Thanks to Land's behind-the-scenes campaigning, Brown University recently signed a deal with trade group International Thriller Writers to start a first-of-its-kind thriller archive among its special collections at the John Hay Library. While the industry's biggest annual convention, ThrillerFest, will remain in New York City, the axis of the thriller universe has tilted further in Rhode Island's direction. Starting later this month, the manuscripts, notes, drafts, contracts, and other materials generated by thriller writers around the world will be funneled to Providence.

To celebrate the inauguration of the archive, Land — a Brown alum and former director of marketing for ITW — will moderate a panel discussion on November 15 featuring some of the biggest names in modern publishing: David Baldacci, Nelson DeMille, Steve Berry, Lisa Gardner, and R.L. Stine. Together, those writers boast nearly half a billion books in circulation. That's "billion" with a "b."

"Collecting popular writers and genres, whether it's good literature or not, it really gives an insight in terms of the tastes and the culture of a particular time," says Thomas Horrocks, the director of special collections at Brown and the head of the Hay Library. Traditionally, an Ivy League library might look down on archiving something like the thriller, he says. (Think of Columbia's Butler Library, with "SOPHOCLES" and "ARISTOTLE" etched in its stone facade). But with collections on magic and comic books, alongside works by Abraham Lincoln and George Orwell, Brown has always been mindful of the popular reader's palate as well.

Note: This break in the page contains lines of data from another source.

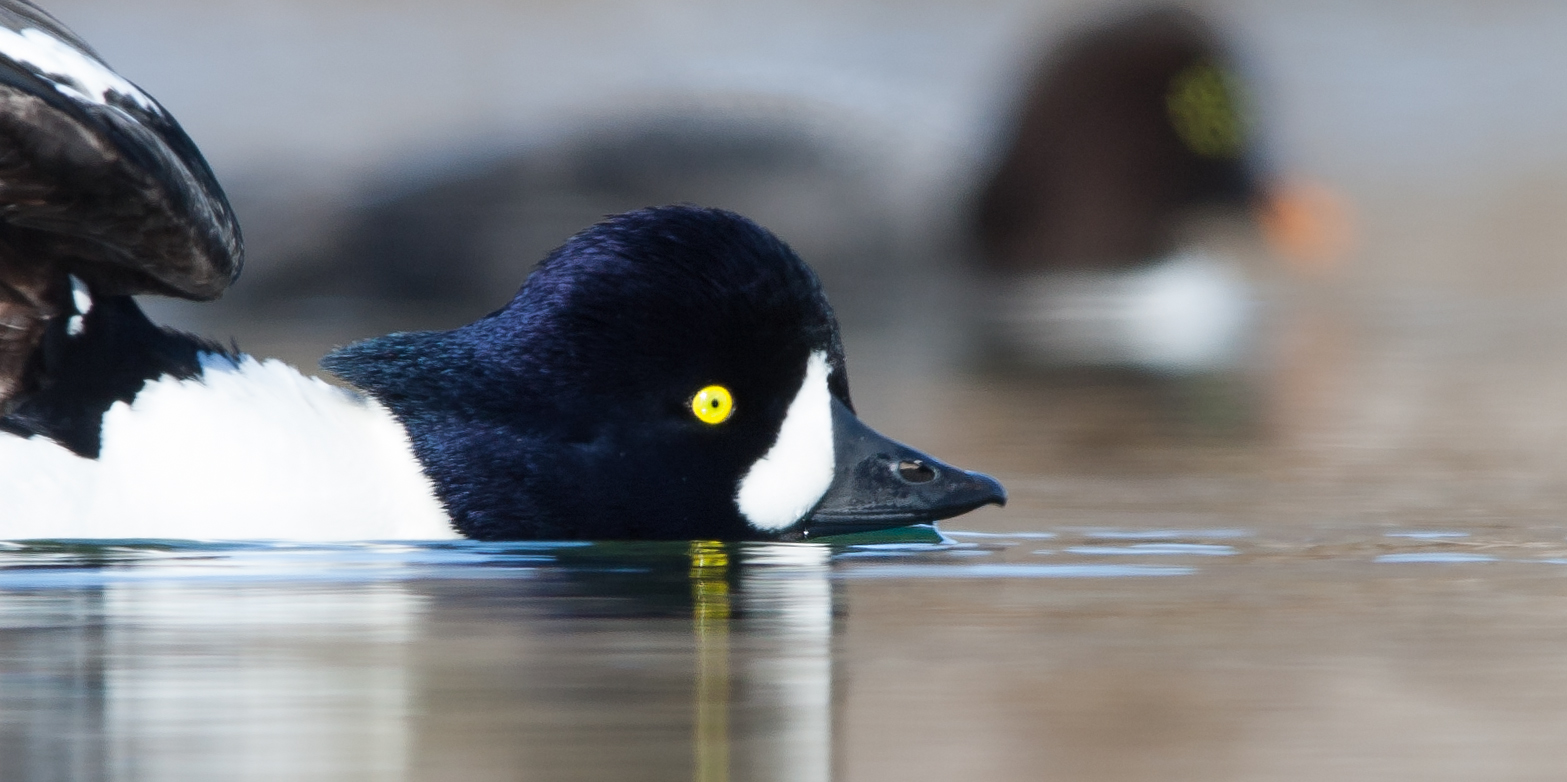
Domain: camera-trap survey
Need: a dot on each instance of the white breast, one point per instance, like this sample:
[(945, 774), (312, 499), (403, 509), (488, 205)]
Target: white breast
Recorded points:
[(249, 450)]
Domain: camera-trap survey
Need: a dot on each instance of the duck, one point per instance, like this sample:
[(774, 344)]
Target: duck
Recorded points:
[(666, 373), (1118, 224)]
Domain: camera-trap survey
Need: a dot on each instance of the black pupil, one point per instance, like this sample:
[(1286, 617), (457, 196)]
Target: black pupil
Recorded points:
[(915, 470)]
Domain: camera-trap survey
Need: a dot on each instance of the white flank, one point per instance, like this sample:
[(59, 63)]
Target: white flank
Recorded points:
[(1187, 314), (74, 72), (792, 477), (249, 450)]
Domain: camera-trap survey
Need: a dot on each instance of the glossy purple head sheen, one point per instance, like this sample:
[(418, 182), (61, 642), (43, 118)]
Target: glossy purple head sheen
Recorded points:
[(566, 414)]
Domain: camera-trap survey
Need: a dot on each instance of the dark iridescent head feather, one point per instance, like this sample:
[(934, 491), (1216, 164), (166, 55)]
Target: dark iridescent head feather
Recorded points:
[(566, 412)]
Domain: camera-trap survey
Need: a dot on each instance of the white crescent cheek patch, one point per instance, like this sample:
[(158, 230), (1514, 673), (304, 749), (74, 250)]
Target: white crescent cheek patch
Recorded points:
[(785, 483)]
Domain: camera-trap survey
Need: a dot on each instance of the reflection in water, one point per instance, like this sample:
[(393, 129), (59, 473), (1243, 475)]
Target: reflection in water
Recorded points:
[(710, 622), (474, 660), (983, 658)]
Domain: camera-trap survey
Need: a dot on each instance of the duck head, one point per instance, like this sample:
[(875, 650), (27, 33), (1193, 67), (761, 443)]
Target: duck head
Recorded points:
[(668, 373)]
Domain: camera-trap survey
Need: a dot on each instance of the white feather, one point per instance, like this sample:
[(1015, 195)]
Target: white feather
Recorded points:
[(785, 483), (71, 71), (249, 450)]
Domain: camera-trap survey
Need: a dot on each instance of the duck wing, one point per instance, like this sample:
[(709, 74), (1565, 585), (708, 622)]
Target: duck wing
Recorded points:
[(96, 181)]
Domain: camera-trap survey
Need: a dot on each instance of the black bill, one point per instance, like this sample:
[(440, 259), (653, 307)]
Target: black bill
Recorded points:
[(879, 483)]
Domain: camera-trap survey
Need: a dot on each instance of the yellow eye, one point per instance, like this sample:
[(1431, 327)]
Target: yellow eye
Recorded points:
[(713, 405)]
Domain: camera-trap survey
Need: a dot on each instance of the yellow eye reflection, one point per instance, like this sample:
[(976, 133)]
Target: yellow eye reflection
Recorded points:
[(713, 405)]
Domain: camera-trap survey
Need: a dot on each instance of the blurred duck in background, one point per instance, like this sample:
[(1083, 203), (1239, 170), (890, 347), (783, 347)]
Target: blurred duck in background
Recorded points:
[(1110, 223), (668, 373)]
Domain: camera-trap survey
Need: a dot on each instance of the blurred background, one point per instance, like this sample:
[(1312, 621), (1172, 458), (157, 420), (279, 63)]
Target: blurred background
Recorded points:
[(401, 152), (1287, 270)]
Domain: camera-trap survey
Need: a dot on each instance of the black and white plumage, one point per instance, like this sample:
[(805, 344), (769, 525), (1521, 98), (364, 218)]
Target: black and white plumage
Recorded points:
[(574, 412), (96, 181)]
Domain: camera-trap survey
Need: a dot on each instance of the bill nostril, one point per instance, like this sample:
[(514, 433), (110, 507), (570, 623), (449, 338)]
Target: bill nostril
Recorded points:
[(914, 470)]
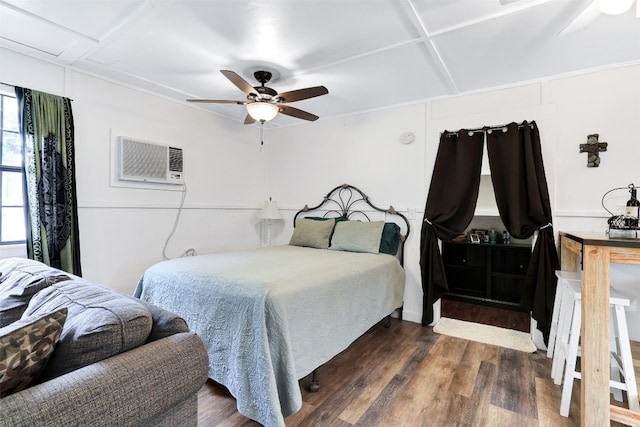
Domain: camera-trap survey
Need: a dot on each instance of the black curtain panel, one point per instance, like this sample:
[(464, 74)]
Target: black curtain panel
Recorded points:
[(522, 196), (450, 206)]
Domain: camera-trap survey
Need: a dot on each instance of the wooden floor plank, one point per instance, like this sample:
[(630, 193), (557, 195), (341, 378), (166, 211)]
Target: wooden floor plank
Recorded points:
[(438, 381), (515, 383)]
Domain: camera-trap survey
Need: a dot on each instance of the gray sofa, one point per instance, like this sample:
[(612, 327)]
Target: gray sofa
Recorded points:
[(118, 361)]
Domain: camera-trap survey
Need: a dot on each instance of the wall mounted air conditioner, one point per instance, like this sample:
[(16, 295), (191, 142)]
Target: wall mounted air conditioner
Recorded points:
[(146, 162)]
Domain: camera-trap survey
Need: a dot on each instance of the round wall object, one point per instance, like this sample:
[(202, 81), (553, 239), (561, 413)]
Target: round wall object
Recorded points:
[(407, 138)]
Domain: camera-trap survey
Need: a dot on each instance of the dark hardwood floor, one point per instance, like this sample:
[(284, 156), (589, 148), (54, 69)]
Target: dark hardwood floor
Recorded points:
[(407, 375), (500, 317)]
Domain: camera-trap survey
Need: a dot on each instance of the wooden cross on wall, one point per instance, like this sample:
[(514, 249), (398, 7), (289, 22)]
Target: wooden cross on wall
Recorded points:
[(593, 148)]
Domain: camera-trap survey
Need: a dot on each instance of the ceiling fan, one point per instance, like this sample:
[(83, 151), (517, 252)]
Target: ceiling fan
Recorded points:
[(264, 103), (592, 11)]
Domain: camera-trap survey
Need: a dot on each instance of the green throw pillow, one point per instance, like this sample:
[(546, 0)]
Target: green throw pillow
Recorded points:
[(356, 236), (312, 233)]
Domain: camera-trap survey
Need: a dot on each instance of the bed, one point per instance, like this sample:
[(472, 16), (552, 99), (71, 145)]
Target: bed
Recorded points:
[(270, 316)]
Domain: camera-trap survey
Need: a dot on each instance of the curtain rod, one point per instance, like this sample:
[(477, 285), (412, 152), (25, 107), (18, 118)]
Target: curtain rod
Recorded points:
[(487, 129), (13, 86)]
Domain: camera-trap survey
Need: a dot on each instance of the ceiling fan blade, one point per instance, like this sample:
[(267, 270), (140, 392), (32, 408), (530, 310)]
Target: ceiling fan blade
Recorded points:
[(249, 120), (241, 83), (300, 94), (586, 17), (217, 101), (295, 112)]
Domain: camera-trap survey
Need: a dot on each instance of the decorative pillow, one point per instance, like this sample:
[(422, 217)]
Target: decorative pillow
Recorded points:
[(321, 218), (356, 236), (101, 323), (390, 238), (21, 278), (25, 348), (312, 233), (165, 323)]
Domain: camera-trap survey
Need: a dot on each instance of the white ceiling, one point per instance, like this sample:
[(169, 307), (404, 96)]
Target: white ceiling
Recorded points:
[(370, 54)]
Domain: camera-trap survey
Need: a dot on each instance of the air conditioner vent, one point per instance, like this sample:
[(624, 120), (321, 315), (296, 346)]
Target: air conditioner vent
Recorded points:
[(175, 159), (148, 162)]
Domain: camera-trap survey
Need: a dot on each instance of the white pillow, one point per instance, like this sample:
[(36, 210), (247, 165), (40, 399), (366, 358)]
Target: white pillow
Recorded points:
[(356, 236)]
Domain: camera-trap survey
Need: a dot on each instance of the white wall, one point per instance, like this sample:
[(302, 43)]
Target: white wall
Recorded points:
[(304, 162), (123, 230)]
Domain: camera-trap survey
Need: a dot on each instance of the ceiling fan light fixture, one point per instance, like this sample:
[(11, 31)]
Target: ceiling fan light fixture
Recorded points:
[(262, 111), (614, 7)]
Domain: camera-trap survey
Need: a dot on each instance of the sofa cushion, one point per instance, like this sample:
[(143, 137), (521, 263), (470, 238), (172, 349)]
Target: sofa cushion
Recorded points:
[(101, 323), (165, 323), (25, 348), (20, 279)]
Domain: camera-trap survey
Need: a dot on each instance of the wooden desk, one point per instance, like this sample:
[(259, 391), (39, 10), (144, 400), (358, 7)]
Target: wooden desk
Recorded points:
[(596, 250)]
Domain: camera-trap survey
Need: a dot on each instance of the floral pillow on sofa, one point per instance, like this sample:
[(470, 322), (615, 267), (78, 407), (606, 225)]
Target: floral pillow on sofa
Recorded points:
[(25, 348)]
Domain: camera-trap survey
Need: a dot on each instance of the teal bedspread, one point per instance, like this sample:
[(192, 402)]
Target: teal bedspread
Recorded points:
[(270, 316)]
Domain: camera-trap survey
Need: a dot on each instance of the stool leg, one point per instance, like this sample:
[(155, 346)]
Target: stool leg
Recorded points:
[(613, 349), (562, 337), (555, 318), (627, 359), (572, 355)]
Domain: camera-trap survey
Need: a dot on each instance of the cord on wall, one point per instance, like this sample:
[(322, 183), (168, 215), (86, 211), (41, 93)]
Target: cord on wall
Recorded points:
[(190, 251)]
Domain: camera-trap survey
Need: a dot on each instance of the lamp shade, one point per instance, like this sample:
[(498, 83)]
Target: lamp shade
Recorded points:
[(269, 211), (262, 111)]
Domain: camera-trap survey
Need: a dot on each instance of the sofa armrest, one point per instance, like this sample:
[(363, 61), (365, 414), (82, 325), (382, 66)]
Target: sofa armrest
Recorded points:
[(127, 389)]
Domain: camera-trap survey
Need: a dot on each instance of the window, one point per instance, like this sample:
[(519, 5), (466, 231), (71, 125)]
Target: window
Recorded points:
[(12, 219)]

"A hundred years from now scholars will be studying the thriller genre of the 20th century or 21st century," Horrocks says. And when they do, they will come to Providence.


ANATOMY OF A THRILLER

"Give me any great book and I'll explain to you why it's a thriller," Land says. "Hemingway's great war scenes? Nobody wrote a war better than Hemingway; they read like a thriller writer . . . Huck Finn is a great thriller. Huck is trying to rescue Jim, Huck's life is in danger."